How did anyone believe, asks Robert Heller, that financial services were a cutting edge?
Self-delusion has loomed large at many points in Britain's post-war economic history - but never more embarrassingly than in the euphoria over financial services. The Thatcherite assault was to be led by those de-regulated, unified, incentivised forces, a kind of Revolutionary Guard. In the event, with Iraq-like disaster, the forces fell apart - not before a formidable foe, but an internal enemy: bad management.
Whether you look at clearing banks shovelling enormous loans into Robert Maxwell's maw, or insurance companies plunging head over heels into mortgage insurance, or merchant banks encouraging clients into record-breaking deals that broke their backs, or auditors missing millions, the picture is the same - rotten judgment compounded by inept, sometimes illegal execution, and all excused only on the wholly irrelevant grounds that everyone else was doing likewise.
True, the American Express flops in investment banking and with its Optima card are just as appalling. True, it was a Swiss bank that handed £53 million over to Maxwell before receiving the collateral - and a French bank that lent to the monster most heavily in unsecured form. True, the foreign banks buying into London make pig's ears out of silk pursues as efficiently (or inefficiently) as the locals. But Britain, it is clear, need bend the knee to nobody when it comes to doing badly what should never be done - and doing none too well what must be done.
Eddie Hutchinson and Alan Melkman of Marketing Dynamics cast a most perceptive light on the latter point with an analysis of the customer relationship. In any business, they say, this passes through four stages: courtship, engagement, honeymoon and wedlock.
The high street banks believe that their customers are wedded and bedded. So they barrage them with offers of new "products" or services - many no doubt loss-making, if anybody's counting - on the assumption that the wedded bliss will rub off on the other offerings.
But as Melkman and Hutchinson point out, the premise, is false: customers are wedded to the banks, not by love, but habit. Listening to bank customers recounting their latest horror stories is like hearing Northern Line commuters give tongue. Mishandled transactions, ridiculous charge for "unauthorised overdrafts", grotesque imports on translating foreign cheques into sterling, and appalling delays in money transfers are run of the mill: deep in the electronic age Visa payments have to be sent seven days in advance to avoid heavy interest charges. Why?

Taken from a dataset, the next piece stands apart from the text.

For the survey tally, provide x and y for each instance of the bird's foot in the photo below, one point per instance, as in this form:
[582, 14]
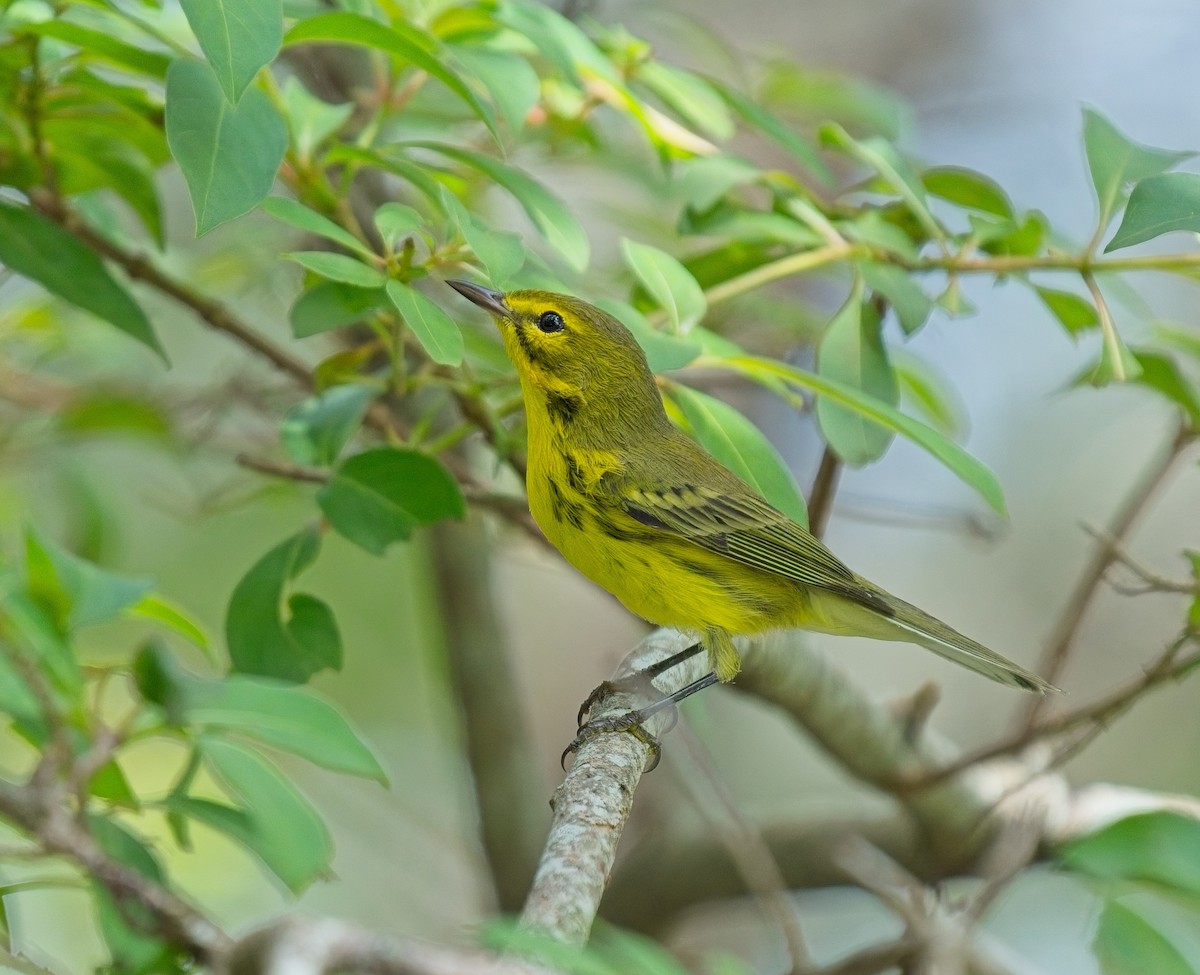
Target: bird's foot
[633, 683]
[628, 723]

Beyond the everyday lies the emotive issue of financing the everyday business. The average small businessman must boggle at the sight of the banks lining up to lavish loans on Maxwell private companies while (as a litany of anguished complaints has made clear) smaller, honest fry may suffer from all manner of abuse, up to the sudden descent of the axe. Far from deluging unhappy customers with new goods, the banks could spend their marketing money to much better purpose by finding out what services are most important - and providing them more effectively and consistently.
That is basic management (and precisely what the much-buffeted Midland Bank did in establishing the postal bank, First Direct). But it isn't basic banking. Banks have always invested heavily in training - though not enough of it, to judge by results, in so-called "customer care".

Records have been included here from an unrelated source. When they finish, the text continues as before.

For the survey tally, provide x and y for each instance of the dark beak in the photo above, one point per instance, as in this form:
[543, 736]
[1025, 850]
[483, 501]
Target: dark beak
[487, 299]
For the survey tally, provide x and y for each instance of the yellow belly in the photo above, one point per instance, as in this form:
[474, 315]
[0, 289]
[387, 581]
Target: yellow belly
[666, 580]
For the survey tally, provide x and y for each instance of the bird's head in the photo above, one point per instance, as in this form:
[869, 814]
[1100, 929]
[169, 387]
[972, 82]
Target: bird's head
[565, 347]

But they train bankers, not managers. One American bank, Banc One Corp, has achieved a spectacular rise by taking a different route. Regarding itself as a retailer, a chain of money shops, Banc One puts the customer first: you only need look at the all too common high street branch with impatient queues and untended tills, to wonder where the priorities lie.
Moreover, when Banc One ads another bank to its empire, an early step is to swap teams, to learn what can best be transferred, not from new masters to minions, but between new colleagues. Transfer of best practice, even from a new buy, is another basic of the excellent management which is the only way in which Britain's beleaguered financial services businesses can struggle back to good profits.
That battle will be lost unless hallowed hierarchies are put to the sword. Too many reporting levels, too much second-guessing, too much-top-down chopping and changing are guaranteed to slow down decisions and the promotion of the ablest talents.
Banks appear to operate an army-style system of rotation. Instead of branch managers staying long enough in place to build relationships and create true profit-centres, they job-hop from branch to branch, which doesn't help with either efficiency or customer care.
No doubt, the banks will replay angrily to such criticisms - as they did when the small businesses rose up in arms. Of course, they are trying hard, sometimes successfully, to improve. Of course, initiatives are in hand in many of these vital matters. Of course. But look at the dismal financial records of the last few years. Consider, too, the effect on the morale of a top-class branch manager who suddenly sees all profits, and more, wiped out by one wild Maxwell Loan - and ask why sober men who are trained to be prudent above all can act so often with such gross imprudence.
The answer is partly mob psychology and partly because, in the pursuit of growth, other far more important issues - from the satisfaction of existing customers with existing services to the quality of loan books and borrowers - have taken second place.
In choosing the wrong priorities, the financial services industry is not alone: its corporate customers (Maxwell horrifyingly included) have done likewise often enough. But how did anyone ever come to believe that British financial services were a cutting edge - instead of a blunt instrument?